Le sud-est de Madrid n’est pas le seul endroit à se développer grâce à de grands projets d’urbanisme. Brunete, une commune située à l’ouest de la Communauté de Madrid qui compte aujourd’hui environ 11 300 habitants, s’apprête à changer radicalement d’échelle. Dans les prochaines décennies, elle pourrait multiplier sa population par six et devenir une petite ville de plus de 63 000 habitants grâce à un plan d’urbanisme qui reprend la logique du boom immobilier : 17 572 nouveaux logements prévus sous le nom de « Nuevo Brunete ». C’est littéralement la plus grande transformation de son histoire récente.

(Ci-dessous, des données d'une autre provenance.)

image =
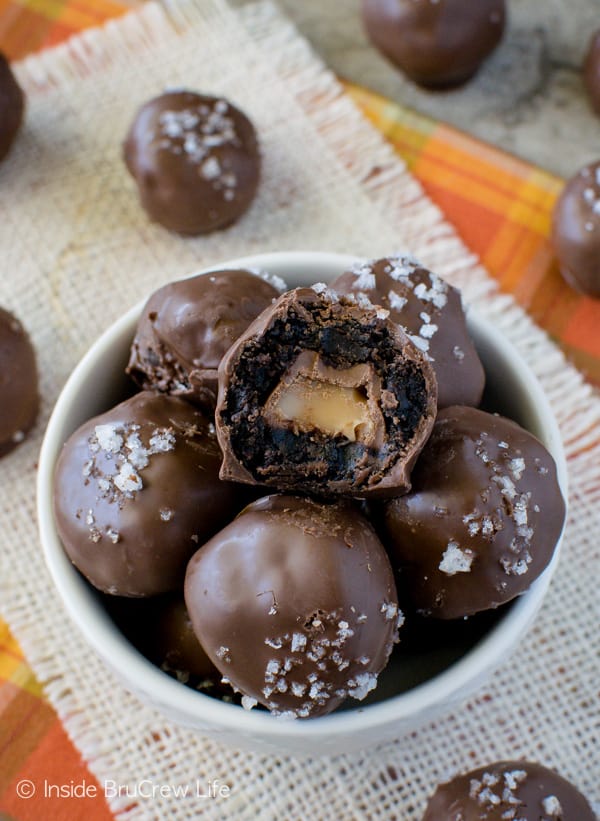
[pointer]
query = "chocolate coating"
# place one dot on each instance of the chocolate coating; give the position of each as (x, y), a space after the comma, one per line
(508, 791)
(12, 107)
(437, 43)
(295, 603)
(18, 383)
(136, 492)
(483, 517)
(576, 230)
(591, 71)
(331, 358)
(430, 311)
(195, 160)
(186, 327)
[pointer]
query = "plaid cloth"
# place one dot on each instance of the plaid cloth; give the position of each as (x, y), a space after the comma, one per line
(501, 207)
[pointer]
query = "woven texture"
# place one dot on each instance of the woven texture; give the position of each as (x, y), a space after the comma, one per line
(78, 250)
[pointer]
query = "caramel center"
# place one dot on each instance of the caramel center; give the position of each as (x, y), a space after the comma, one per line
(336, 402)
(332, 409)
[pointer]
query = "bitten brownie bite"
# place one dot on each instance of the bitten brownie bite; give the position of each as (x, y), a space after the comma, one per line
(576, 230)
(187, 326)
(322, 395)
(195, 160)
(136, 492)
(437, 43)
(508, 791)
(295, 603)
(482, 519)
(18, 383)
(12, 107)
(430, 311)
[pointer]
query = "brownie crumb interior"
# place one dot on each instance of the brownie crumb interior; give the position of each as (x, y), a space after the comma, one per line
(280, 452)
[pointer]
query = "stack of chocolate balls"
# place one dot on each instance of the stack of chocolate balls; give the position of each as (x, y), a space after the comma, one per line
(302, 471)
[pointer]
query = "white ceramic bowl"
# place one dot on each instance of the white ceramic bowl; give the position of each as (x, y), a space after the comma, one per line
(425, 685)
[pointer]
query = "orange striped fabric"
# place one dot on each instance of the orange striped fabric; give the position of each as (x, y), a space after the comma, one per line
(502, 209)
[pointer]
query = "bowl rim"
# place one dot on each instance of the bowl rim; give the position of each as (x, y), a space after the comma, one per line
(206, 711)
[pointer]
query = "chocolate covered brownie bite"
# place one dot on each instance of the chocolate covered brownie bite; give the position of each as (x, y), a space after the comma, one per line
(195, 159)
(508, 791)
(437, 43)
(296, 605)
(482, 519)
(324, 395)
(136, 492)
(430, 311)
(576, 230)
(187, 326)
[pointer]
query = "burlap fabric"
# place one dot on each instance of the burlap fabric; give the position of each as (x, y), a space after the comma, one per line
(76, 250)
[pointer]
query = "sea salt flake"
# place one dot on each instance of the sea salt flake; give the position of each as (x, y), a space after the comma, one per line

À environ 28-30 kilomètres de la Puerta del Sol, Brunete a jusqu’à présent vécu dans une sorte d’équilibre entre village et banlieue : sans centre commercial, sans cinémas ni boîtes de nuit, le Mercadona ayant quitté la ville il y a cinq ans pour s’installer à Villanueva de la Cañada, une commune voisine plus grande et plus riche. La vie quotidienne s’articule autour de quelques commerces, bars et services de base ; pour beaucoup de choses, il faut prendre la voiture.
Ce paysage est sur le point de changer. La mairie, dirigée par Mar Nicolás du Parti populaire, a ressorti un plan conçu à l’époque du boom immobilier qui prévoit la construction de 17 572 logements dans onze zones d’aménagement, dont huit résidentielles. En comptant en moyenne trois personnes par foyer, ce projet permettrait l’arrivée d’environ 52 000 nouveaux habitants, ce qui ferait passer la population de la commune au-delà des 63 000 habitants.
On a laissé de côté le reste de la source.